BAB VIII - LARI DARI HAK!

66 23 10
                                    

Matahari mulai tenggelam, lebih tepatnya sering disapa dengan istilah senja. Para pekerja mulai kembali menuju rumah mereka masing-masing. Begitupun dengan Eva dan Amel serta seragam sekolah yang masih lengkap.

"Amel!" panggil Eva merengek.

"Hm!"

"Pelan-pelan atuh jalannya!" jawab Eva sambil berusaha menyesuaikan langkahnya dengan Amel.

"Iya! iya!"

"Nah gitu dong!"

"By the way, lo capek ngak sih! tiap hari harus jalan kaki ?" tanya Amel.

"Ngak dong! kalau gue naik motor berarti setiap hari gue butuh biaya 10.000 untuk bbm sedangkan uang jajan gue per harinya itu 15.000. Jadi kalau dalam 3 tahun, gue bisa nabung berapa ya?" Eva kebingungan sendiri.

Amel menaikkan pundaknya tak tahu apa-apa. Dengan raut wajah yang sepertinya tidak tertarik sama sekali dengan pembicaraan Eva.

"Terus kenapa? lo nanyain gituan?" tanya Eva balik.

"Hm, buat topik pembicaraan aja sih! daripada kita beruda cosplay jadi orang canggung!"

"Lo ngerasa canggung?" tanya Eva memastikan.

"Soalnya akhir-akhir ini kita banyak debatnya Eva!" Amel melangkah lebih cepat.

"What?" Eva berusaha menyesuaikan langkahnya dengan Amel.

"Kita sahabat Mel! mau gimana pun perdebatan kita, mau itu debat nasional, debat internasional, intinya apapun yang terjadi, kita tetap sahabat Mel!" jelas Eva sambil menahan langkah Amel.

Amel menundukkan pandangan, menarik nafas dalam-dalam lalu mengumpulkan keberanian. Amel memegang erat pundak Eva, ditatapnya dengan mata yang berkaca-kaca.

"Eva gue cuma ngak mau lo sakit!" jelas Amel.

"Sakit gimana Mel? gue ngak paham sama sekali!"

"Intinya gue ngak mau ngelihat lo nangis cuma...."

Eva menatap Amel dengan rasa penasaran yang begitu besar.

"Karena Iqbal!" lanjut Amel.

Eva spontan menyergitkan dahinya, ia mundur satu langkah dari Amel sambil melepaskan tangan Amel dari pundaknya.

"What happen about him?" tanya Eva tak percaya.

"Gue ngerasa semenjak ada dia, lo itu berubah 180 derajat! lo bukan Eva yang dulu lagi!"
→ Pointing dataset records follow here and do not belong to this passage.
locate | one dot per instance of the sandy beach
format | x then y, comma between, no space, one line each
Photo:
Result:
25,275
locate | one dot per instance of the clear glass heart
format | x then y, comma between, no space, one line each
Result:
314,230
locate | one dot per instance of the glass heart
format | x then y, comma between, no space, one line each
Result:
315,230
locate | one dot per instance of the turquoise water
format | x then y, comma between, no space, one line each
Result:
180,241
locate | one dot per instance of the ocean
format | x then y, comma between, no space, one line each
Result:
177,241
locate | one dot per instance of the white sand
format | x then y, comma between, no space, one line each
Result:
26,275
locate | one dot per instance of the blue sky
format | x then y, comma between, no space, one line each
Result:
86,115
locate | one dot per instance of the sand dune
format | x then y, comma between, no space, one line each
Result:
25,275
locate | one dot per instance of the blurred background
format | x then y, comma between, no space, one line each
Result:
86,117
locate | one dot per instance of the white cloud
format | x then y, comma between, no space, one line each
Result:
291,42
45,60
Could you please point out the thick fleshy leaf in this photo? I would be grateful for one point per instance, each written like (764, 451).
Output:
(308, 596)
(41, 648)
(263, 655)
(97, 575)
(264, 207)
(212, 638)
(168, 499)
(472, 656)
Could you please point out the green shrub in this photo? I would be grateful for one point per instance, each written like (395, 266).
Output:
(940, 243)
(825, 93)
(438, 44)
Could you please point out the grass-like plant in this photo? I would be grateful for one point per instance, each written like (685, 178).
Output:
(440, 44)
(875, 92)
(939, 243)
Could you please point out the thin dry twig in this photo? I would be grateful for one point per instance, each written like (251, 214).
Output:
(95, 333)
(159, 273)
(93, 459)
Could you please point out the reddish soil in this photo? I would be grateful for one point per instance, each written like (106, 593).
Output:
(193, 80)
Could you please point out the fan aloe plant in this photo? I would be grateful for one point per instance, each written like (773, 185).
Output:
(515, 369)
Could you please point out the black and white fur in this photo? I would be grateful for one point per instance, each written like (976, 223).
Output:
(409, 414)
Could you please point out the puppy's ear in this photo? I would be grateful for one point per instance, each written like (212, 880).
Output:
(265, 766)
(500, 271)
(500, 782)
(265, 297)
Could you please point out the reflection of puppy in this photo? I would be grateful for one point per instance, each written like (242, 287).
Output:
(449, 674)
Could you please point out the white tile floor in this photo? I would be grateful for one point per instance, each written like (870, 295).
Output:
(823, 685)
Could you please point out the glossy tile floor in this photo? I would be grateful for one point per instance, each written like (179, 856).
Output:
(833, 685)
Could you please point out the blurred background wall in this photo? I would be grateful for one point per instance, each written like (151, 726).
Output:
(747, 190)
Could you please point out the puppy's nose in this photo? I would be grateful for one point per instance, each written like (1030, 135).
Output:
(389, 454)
"Maksudnya, lo ngak suka kalau gue deket sama Iqbal?"

Amel mengangguk mantap.

"Why?" tanya Eva dengan suara lirih.

"I can't talk about that!" tolak Amel.

"Please whatever it is, one word so!" pinta Eva sambil kembali melangkah mundur.

"Sorry, but i can't!"

Amel berusaha menahan air matanya, sambil berusaha menampakkan senyuman pada Eva.

"Bye!" ucap Amel lalu berbalik melanjutkan perjalanannya.

Eva berdecih kesal. Disusulnya Amel dari arah belakang lalu didekapnya seerat mungkin. Amel menghentikan langkahnya.

"Amel, kok malah jadi kayak gini sih!" ucap Eva berusaha menjelaskan sesuatu pada Amel.

Amel berusaha menahan isak tangisnya, hanya ada suara sesenggukan yang terdengar.